I’ve tricked my grand-daughter into Bible Study and scripture memory before. Outright bribed her. It’s a pearl-clutching confession to some, I know. There are many who caution against the dangers of offering children an external reward to study their Bibles. And while I understand the concept and value of intrinsic reward and agree there can be some downsides to external motivation, I am one who is not opposed to its power. Sometimes it can really work.
It has for me before. As a young child, I memorized numerous Bible verses on my climb to a paid-for summer-camp experience that my family couldn’t otherwise afford. That short period of time away on my own in a faith-based setting helped me develop a greater confidence as I learned to live in a shared environment with my new friends.
In some ways, earning that reward for memorizing scripture ultimately offered me a sense of belonging I hadn’t really known before.
I know life doesn’t always roll out the same for each of us but in my particular experience, that external reward for reading my Bible later ignited a desire to study scriptures on my own.
But my determination to get my grand-daughter into God’s word consistently never really worked. Well, not the times there was any sort of nagging or begging or bribing involved. Because as she later revealed, reading the Bible was simultaneously “boring and big” (read: intimidating).
Bottom line: it simply wasn’t fun for her. And while I know it isn’t always about having fun, enjoying time spent in the Bible goes a long way in nurturing a child’s desire to do it again.

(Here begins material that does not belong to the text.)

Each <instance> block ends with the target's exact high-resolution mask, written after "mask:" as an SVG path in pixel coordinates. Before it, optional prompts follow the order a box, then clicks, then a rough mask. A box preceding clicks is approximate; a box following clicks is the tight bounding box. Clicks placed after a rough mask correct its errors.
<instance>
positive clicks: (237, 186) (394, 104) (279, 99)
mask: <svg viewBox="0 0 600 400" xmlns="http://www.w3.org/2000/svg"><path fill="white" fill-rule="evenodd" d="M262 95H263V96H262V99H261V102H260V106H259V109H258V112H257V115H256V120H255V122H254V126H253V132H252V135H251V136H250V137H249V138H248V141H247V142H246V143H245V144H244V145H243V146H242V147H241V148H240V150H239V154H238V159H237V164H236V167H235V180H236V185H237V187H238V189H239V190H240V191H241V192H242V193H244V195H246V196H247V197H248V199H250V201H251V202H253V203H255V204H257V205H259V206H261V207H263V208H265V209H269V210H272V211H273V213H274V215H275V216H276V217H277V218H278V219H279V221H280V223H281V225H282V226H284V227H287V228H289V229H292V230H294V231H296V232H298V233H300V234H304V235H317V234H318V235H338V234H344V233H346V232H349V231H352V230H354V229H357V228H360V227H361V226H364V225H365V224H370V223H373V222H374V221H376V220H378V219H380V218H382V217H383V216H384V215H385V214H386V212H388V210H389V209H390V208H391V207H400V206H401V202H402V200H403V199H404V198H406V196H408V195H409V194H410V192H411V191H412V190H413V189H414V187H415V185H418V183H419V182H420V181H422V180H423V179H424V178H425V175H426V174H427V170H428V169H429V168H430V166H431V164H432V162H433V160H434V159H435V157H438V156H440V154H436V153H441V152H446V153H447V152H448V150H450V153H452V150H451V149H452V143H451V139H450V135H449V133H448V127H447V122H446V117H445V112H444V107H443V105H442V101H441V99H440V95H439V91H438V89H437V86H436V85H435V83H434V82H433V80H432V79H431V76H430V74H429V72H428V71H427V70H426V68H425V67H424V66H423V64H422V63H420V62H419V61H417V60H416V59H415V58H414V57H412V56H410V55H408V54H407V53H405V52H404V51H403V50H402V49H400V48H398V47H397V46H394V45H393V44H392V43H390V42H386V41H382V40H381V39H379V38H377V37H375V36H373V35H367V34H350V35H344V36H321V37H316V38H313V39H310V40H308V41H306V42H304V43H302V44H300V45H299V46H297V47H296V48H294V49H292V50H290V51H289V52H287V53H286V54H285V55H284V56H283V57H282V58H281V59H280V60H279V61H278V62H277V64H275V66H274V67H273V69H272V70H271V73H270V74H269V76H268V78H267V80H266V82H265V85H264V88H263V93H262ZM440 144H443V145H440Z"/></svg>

Over time, I learned to invite her into the action. Teasing her natural sense of curiosity, I led her into various adventures and mysteries of the Bible. These sort of stories always raised questions for her. And when she wanted the answers, she had to make her way back to the Word to find them.
Also as a visual learner, my granddaughter thinks in pictures. An avid doodler, she often scratches out various images in ways that help her remember what she reads and sees and eventually she learned to apply this to her Bible reading.

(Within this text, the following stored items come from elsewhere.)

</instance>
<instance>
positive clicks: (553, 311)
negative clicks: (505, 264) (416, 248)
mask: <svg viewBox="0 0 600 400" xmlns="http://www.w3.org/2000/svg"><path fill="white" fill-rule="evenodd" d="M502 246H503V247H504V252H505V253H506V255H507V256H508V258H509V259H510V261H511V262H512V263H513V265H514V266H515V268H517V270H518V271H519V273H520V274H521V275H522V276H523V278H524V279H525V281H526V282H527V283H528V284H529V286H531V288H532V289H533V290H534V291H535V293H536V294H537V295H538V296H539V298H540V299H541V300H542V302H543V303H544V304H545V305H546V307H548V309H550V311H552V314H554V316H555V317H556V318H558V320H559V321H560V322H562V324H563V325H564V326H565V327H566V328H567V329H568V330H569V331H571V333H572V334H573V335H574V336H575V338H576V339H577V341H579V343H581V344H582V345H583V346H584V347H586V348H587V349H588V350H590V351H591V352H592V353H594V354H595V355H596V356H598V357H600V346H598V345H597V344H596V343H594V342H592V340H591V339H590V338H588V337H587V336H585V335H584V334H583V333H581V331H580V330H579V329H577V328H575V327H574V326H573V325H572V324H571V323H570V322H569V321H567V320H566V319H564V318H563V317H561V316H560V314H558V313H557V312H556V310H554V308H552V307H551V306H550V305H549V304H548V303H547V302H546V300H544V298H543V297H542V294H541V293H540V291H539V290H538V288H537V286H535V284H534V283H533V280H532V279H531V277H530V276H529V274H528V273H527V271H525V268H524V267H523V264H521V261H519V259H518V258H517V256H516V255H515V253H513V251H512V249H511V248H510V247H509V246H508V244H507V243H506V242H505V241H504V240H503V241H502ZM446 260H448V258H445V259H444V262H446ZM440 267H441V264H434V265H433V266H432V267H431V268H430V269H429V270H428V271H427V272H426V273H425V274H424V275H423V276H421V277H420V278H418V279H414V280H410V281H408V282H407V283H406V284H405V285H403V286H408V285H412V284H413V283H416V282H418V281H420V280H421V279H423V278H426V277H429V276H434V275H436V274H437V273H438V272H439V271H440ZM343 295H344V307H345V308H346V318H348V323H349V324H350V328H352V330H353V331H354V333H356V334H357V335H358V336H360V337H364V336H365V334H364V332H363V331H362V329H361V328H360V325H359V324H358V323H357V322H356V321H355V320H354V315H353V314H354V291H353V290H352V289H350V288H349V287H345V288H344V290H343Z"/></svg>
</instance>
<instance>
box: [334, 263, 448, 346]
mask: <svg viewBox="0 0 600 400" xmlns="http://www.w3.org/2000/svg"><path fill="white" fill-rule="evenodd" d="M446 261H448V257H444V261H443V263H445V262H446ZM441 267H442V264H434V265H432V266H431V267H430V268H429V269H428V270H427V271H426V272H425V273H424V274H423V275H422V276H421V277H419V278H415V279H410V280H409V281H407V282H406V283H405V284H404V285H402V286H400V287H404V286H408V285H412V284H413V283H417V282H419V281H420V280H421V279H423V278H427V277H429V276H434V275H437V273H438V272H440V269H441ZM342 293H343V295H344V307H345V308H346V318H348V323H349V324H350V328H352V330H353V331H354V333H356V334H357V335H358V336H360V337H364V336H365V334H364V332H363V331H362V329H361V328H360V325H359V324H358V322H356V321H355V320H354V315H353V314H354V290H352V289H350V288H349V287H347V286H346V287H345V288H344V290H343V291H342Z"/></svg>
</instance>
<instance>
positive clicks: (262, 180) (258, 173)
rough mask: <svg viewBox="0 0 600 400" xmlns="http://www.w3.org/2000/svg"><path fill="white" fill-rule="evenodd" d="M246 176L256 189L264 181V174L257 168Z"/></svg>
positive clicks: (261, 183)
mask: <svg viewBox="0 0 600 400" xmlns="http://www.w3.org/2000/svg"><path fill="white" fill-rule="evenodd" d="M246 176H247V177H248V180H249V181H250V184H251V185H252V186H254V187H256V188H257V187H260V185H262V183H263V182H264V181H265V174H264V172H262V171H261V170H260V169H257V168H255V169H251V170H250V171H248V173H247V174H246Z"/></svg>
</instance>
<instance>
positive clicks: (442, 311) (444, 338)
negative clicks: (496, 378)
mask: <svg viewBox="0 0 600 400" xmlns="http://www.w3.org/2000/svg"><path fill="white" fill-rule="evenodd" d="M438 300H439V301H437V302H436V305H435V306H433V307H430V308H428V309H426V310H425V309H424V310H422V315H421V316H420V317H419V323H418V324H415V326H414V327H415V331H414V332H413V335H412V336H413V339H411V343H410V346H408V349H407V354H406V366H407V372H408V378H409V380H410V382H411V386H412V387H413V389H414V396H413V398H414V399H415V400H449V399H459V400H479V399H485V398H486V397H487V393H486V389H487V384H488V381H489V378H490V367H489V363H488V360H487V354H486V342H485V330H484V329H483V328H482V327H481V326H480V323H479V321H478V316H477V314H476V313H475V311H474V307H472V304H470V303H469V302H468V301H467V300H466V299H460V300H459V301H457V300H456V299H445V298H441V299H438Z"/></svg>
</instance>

Her knack for retaining the material she reads through doodling is one reason we are so excited (as a member of the Bible Gateway Blogger Grid) to have recently been blessed with a free review copy for her of the NIrV Journal the Word Bible for Girls by kidz Bibles.
You guys, she loves this Bible!
Sprawled across her round table in our homeschool space, she gathered her journaling markers and colored pencils and went to work immediately when she received it. I had to call her away multiple times for another activity she had previously committed to.
Desiring an honest review, I asked her to tell me about the Bible. What did she like and not like. She couldn’t think of a thing she didn’t like. And if you knew my girl, you’d know that’s rare. As someone with Asperger’s, she’s pretty rigid in her thinking and strong in her opinions.
First, she loved how beautiful the outside of the Bible is. She felt inspired to open it. And when she did open it, she loved the double columns that offered so much room for her creativity and doodling. She also loved how she could empty out her thoughts in various notes on the pages as she read.
Another favorite was the thickness of the paper. We have some other Bibles (which we also like) but this one is a favorite for the way her drawings don’t leak through to the other side. Overall she felt this Bible gave her a creative learning space that she wasn’t getting in any of her others and that “encouraged and inspired” her and made her want to read it.
And that sort of positive reaction is so much better than bribery. At least this Nana thinks so!